"Sanık ve eşi, maktulden korktukları için sırayla uyuyan insanlardır"
Esas hakkındaki mütalaaya karşı sanık Şakir Ş., "Beraatimi, aksi kanaatte lehe olan hükümlerin uygulanmasını talep ediyorum" diye konuştu.
Sanık avukatı Hakan Akkaya ise "Mütalaya katılmıyoruz. Müvekkil maktul tarafından defalarca şiddete maruz kalmıştır, en son temin edilen ses kayıtlarında da bu husus ispatlanmıştır. Olay günü sanık kendisini ve eşini korumak maksadıyla hareket etmiştir. Sanık ve eşi, maktulden korktukları için sırayla uyuyan insanlardır. Olay esnasında maktul müvekkile saldırmış, müvekkil karşı koyarken maktul hareketsiz kalmıştır. Maktulün akciğer sağlık sorunları itibariyle bu eylemin meydana geldiği kanaatindeyiz. Belki sağlam birine müvekkil bu eylemi gerçekleştirse ölüm meydana gelmeyecekti.
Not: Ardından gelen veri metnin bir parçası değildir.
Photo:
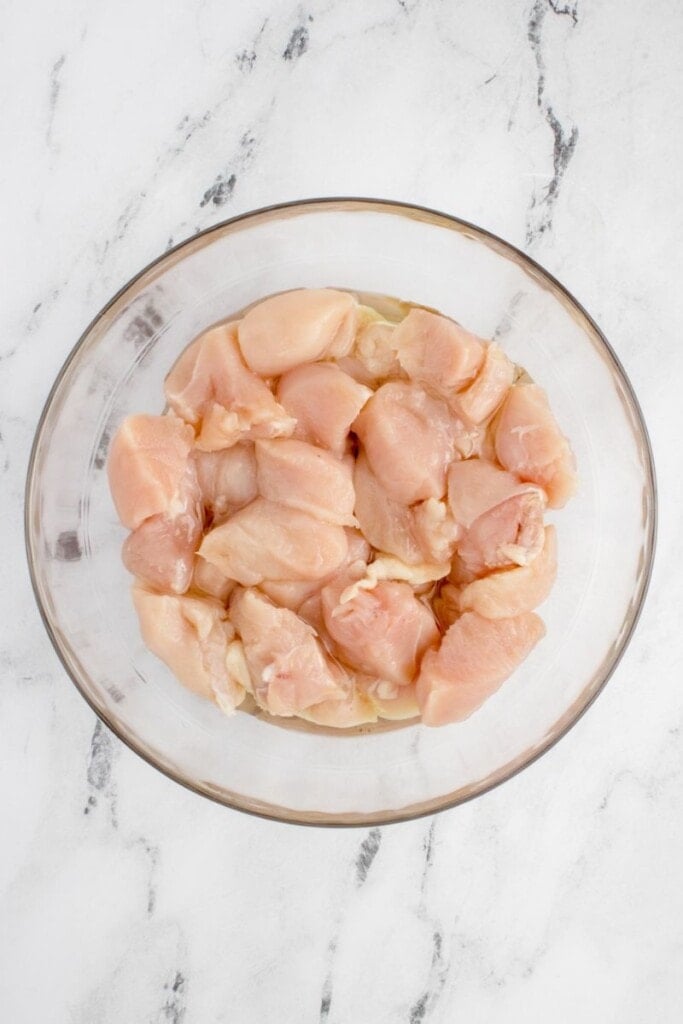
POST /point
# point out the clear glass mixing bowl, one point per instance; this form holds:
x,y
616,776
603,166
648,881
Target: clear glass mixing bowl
x,y
298,772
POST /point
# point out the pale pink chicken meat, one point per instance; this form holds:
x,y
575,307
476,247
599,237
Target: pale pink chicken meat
x,y
211,388
476,655
436,351
298,327
529,443
265,541
226,479
289,669
324,400
305,477
148,468
384,631
410,439
513,591
190,635
489,387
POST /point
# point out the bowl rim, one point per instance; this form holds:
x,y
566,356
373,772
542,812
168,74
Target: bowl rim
x,y
411,812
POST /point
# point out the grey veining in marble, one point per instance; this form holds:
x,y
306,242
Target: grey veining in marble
x,y
128,127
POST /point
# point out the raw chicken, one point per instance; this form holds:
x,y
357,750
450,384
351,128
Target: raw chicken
x,y
190,635
529,443
288,666
436,351
511,592
226,479
148,468
383,631
475,656
265,541
410,440
325,401
297,327
211,388
162,550
305,477
493,382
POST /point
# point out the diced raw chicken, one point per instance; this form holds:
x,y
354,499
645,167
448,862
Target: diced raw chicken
x,y
288,666
324,400
474,658
161,551
305,477
226,479
351,711
265,541
387,524
529,443
148,468
383,631
510,534
435,529
437,351
503,595
211,388
297,327
486,392
410,440
190,635
211,581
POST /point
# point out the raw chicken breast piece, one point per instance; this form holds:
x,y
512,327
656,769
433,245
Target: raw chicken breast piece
x,y
510,534
387,524
148,468
409,438
529,443
211,388
302,476
226,479
288,666
209,580
190,635
384,631
325,401
493,382
503,595
297,327
436,351
162,550
476,655
265,541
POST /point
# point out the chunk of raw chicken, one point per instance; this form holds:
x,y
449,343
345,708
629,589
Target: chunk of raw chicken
x,y
226,479
211,388
476,655
510,534
529,443
488,389
265,541
410,440
290,671
297,327
305,477
208,580
325,401
436,351
384,631
148,468
190,635
162,550
509,593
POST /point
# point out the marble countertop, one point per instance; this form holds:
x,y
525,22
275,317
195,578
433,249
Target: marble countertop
x,y
557,897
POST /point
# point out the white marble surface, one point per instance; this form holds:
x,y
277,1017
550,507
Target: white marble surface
x,y
559,896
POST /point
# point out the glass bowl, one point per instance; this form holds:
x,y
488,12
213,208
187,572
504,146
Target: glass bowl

Müvekkilin öncelikle beraatini, aksi kanaatte lehe olan hükümlerin uygulanmasını talep ederiz" şeklinde konuştu.
Sanığın heyecan ve korku ile suçu işlediği kanaatine varıldı
Mahkeme heyeti, sanığın atılı fiilleri, kendisine yöneltilen haksız saldırıyı o anki hal ve şartlara göre, saldırı ile orantılı biçimde defetmek zorunluluğu sırasında mazur görülebilecek bir heyecan, korku veya telaş nedeniyle meşru savunmada yasal sınırı aşarak işlediği ve bu nedenle kusurunun bulunmadığına karar vererek, cezalandırılmasına yer olmadığına hükmetti.
İlk duruşmadaki savunması
Şakir Ş. 1 Kasım 2023'de görülen ilk duruşmadaki savunmasında, Yunus'un İstanbul'da yaşadığını, zaman zaman Kocaeli'ye geldiğini, olaydan bir gün önce de İstanbul'dan otobüse binerek Kocaeli'ye geldiğini ve onu almak için aile üyeleriyle birlikte otogara geldiklerini söylemişti. Şakir Ş., Yunus'un annesini sürekli tehdit ettiği gerekçesiyle otogara da polis ile birlikte gittiklerini, Yunus'un polisleri görünce küfür ettiğini ve birlikte ifade vermek için karakola gittiklerini belirterek, "Bir süre sonra Yunus'u da karakoldan bırakmışlar. Baba yüreği, dayanamadım. Karakol tarafına gittiğimde Yunus'un parkta yattığını gördüm. Beni görünce kaçtı, koşarak onu yakaladım. Amacım onu eve getirmekti, sokakta yatmasına gönlüm razı gelmedi. Yanımda büyük oğlum İbrahim ve eşim Arzu da vardı. Beraber eve gitmek için arabaya bindik. Yolda su almak için durdum. Ben su almaya gidince Yunus bekçilere, 'Beni öldürecekler' diye bağırmış. Bekçiler bizi karakola götürdü. Oğlumun hasta olduğunu söyleyerek onu bize vermelerini istedim ancak 24 yaşında olduğunu söyleyerek kabul etmediler. Bunun üzerine biz eve gittik" ifadelerini kullanmıştı.